El Maestro de la Ley, queriendo buscar justificaciones, le
hace a Jesús una pregunta: "¿Quién es mi prójimo?" La pregunta puede
tener sentido, ya que en aquel entonces el concepto de prójimo, como dice
Benedicto XVI, "se refería esencialmente a los conciudadanos y a los
extranjeros que se establecían en la tierra de Israel". Digamos que el
concepto de prójimo estaba demarcado más por la geografía que por los
sentimientos del corazón.
Por eso, el Papa nos ofrece una definición del prójimo mucho
más viva, más cordial, más íntima cuando escribe: "Mi prójimo es
cualquiera que tenga necesidad de mí y que yo pueda ayudar." El concepto
de prójimo no puede ser algo abstracto y genérico. El prójimo sin rostro no es
prójimo. Al prójimo hay que ponerle rostro, por eso puede "ser
cualquiera". El concepto de prójimo no lo definen las distancias, ni la
geografía, ni la cultura. Lo que define al prójimo es "alguien que tenga
necesidad y que yo pueda ayudar". No importa si es de aquí o de allí. No
importa el color que tenga.
Por eso mismo, la idea de prójimo "se
universaliza", aunque siempre tiene rostro concreto. Nuestra actitud para
con el prójimo tampoco puede ser genérica y abstracta. El prójimo
"requiere mi compromiso práctico aquí y ahora". Por eso mismo, añade
el Papa Benedicto XVI: "La Iglesia tiene siempre el deber de interpretar
cada vez esta relación de entre lejanía y proximidad, con vistas a la vida
práctica de sus miembros." (DC 15)
Prójimo no son solo los míos o mis amistades. El amor al
prójimo es tan universal como el amor de Dios. El prójimo se mide y valora ante
todo como persona y luego por sus necesidades. Son las necesidades las que nos
hace fijarnos en él. Son las necesidades las que nos hacen detenernos en
nuestras prisas para fijarnos en él. Esa es la actitud del buen Samaritano.

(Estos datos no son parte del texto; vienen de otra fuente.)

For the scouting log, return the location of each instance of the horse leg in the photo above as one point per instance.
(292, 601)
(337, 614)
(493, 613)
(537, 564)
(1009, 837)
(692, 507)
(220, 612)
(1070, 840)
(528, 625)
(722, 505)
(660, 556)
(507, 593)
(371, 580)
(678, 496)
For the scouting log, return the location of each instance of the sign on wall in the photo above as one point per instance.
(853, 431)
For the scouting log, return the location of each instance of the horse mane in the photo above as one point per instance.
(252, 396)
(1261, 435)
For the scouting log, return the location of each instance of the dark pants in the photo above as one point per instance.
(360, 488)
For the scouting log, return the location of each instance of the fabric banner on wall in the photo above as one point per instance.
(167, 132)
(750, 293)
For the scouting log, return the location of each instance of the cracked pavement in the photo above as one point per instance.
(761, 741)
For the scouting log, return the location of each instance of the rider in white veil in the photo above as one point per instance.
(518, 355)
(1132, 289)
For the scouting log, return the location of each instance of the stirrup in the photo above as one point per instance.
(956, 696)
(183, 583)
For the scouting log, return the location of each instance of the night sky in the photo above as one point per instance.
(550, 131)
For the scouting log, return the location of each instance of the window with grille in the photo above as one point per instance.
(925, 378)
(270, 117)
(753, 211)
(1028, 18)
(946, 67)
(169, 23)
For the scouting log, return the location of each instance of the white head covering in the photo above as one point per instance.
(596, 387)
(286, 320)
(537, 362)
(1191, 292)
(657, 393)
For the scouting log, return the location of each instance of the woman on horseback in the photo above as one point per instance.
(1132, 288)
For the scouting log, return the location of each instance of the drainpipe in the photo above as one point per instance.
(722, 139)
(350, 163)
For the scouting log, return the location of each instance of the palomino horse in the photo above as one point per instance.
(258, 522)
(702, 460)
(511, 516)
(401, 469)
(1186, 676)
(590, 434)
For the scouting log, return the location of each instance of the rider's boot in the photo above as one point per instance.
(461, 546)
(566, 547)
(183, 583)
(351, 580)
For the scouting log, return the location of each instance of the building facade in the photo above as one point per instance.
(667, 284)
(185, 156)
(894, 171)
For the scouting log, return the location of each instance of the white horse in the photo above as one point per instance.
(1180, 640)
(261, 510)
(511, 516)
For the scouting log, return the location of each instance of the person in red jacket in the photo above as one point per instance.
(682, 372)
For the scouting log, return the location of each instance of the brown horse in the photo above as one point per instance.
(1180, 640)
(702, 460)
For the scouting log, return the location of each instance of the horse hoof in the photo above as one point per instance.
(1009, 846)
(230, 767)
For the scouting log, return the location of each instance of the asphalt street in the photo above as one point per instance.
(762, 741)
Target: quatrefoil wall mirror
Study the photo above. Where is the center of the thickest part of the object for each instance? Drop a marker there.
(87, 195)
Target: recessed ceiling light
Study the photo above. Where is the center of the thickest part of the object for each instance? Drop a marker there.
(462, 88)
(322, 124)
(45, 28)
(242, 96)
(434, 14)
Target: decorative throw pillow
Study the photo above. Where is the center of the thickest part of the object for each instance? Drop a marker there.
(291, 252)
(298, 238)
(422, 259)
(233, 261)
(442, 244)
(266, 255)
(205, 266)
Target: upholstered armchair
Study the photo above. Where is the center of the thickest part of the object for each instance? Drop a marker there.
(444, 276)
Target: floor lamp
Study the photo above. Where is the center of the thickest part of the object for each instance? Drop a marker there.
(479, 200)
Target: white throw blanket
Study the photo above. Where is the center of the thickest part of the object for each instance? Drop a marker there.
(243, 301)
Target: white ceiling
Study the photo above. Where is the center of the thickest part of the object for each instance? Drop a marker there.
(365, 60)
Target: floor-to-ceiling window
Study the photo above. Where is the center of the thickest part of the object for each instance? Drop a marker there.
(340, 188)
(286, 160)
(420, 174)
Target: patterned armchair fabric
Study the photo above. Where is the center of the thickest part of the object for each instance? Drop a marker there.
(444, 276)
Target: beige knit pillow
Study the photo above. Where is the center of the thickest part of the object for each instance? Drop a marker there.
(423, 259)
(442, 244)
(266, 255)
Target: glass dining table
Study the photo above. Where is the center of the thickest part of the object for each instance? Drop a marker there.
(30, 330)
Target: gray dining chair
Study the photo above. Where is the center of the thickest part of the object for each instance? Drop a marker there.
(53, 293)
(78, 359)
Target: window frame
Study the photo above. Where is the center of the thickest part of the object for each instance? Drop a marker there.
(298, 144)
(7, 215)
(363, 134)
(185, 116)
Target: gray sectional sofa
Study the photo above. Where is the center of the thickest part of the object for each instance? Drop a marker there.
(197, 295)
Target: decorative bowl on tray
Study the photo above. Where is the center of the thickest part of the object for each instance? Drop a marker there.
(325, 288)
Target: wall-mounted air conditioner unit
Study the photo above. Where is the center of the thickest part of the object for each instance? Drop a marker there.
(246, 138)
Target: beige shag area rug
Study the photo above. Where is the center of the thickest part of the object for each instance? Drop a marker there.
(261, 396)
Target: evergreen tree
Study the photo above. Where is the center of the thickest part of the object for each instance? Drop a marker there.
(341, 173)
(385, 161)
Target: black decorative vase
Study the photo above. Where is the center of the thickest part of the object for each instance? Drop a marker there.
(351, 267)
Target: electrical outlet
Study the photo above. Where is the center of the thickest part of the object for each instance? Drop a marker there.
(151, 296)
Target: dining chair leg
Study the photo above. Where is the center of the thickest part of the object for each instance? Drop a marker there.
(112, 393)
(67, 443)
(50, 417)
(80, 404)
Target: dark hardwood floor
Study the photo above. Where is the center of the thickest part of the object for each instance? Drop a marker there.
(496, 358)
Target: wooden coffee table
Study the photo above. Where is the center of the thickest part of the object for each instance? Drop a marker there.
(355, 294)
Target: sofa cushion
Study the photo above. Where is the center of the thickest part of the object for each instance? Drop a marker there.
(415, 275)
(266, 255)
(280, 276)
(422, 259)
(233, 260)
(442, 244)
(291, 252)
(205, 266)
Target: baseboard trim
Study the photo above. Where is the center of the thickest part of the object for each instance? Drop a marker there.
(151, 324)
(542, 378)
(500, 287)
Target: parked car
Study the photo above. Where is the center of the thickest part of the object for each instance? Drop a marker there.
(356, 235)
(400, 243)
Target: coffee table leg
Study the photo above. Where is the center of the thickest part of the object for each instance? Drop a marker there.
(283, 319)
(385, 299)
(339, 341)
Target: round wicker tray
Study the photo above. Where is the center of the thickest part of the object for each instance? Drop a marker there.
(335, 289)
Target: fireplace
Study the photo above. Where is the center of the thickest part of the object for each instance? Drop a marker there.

Hay dos rasgos fundamentales cuando hablamos del prójimo. La
primera, que el mismo Jesús se identifica con él: "Tuve hambre, sed,
estuve desnudo, en la cárcel, enfermo, viejo, y me visitasteis." El
prójimo es como la encarnación de Jesús sin nombre y anónima. La segunda, es la
relación tan íntima del prójimo con Dios hasta el punto de que Jesús anuncia el
primer mandamiento, pero añadiéndole el segundo del amor al prójimo. No hay
amor a Dios donde no hay amor al prójimo, como tampoco hay amor al prójimo que
no sea a la vez amor a Dios. De ahí que el Papa Benedicto XVI tenga una frase
que lo dice y expresa todo: "Amor a Dios y amor al prójimo se funden entre
sí; en el más humilde encontramos a Jesús y en Jesús encontramos a Dios."
Nuestra experiencia nos lo dice. Con frecuencia creemos amar
a Dios, por más que no queramos saber nada con nuestro prójimo. Incluso podemos
confesarnos de un montón de tonterías, pero sin que nuestro corazón se
reconcilie con el prójimo. El amor de Dios y el odio o resentimiento son
irreconciliables. San Juan es bien explícito al respeto: "Quien dice amar
a Dios y aborrece al hermano, es un mentiroso; pues no ama a su hermano a quien
ve, no puede amar a Dios a quien no ve". (I Jn 4,20) Lo primero es primero:
Dios. Es que si en mi corazón no existe el amor de Dios, difícilmente podré
amar al prójimo. El amor al prójimo brota del mismo amor de Dios y es más, lo
expresa.
En su Encíclica, Benedicto XVI lo expresa muy bien: "Lo
que se subraya es la inseparabilidad entre el amor a Dios y el amor al prójimo.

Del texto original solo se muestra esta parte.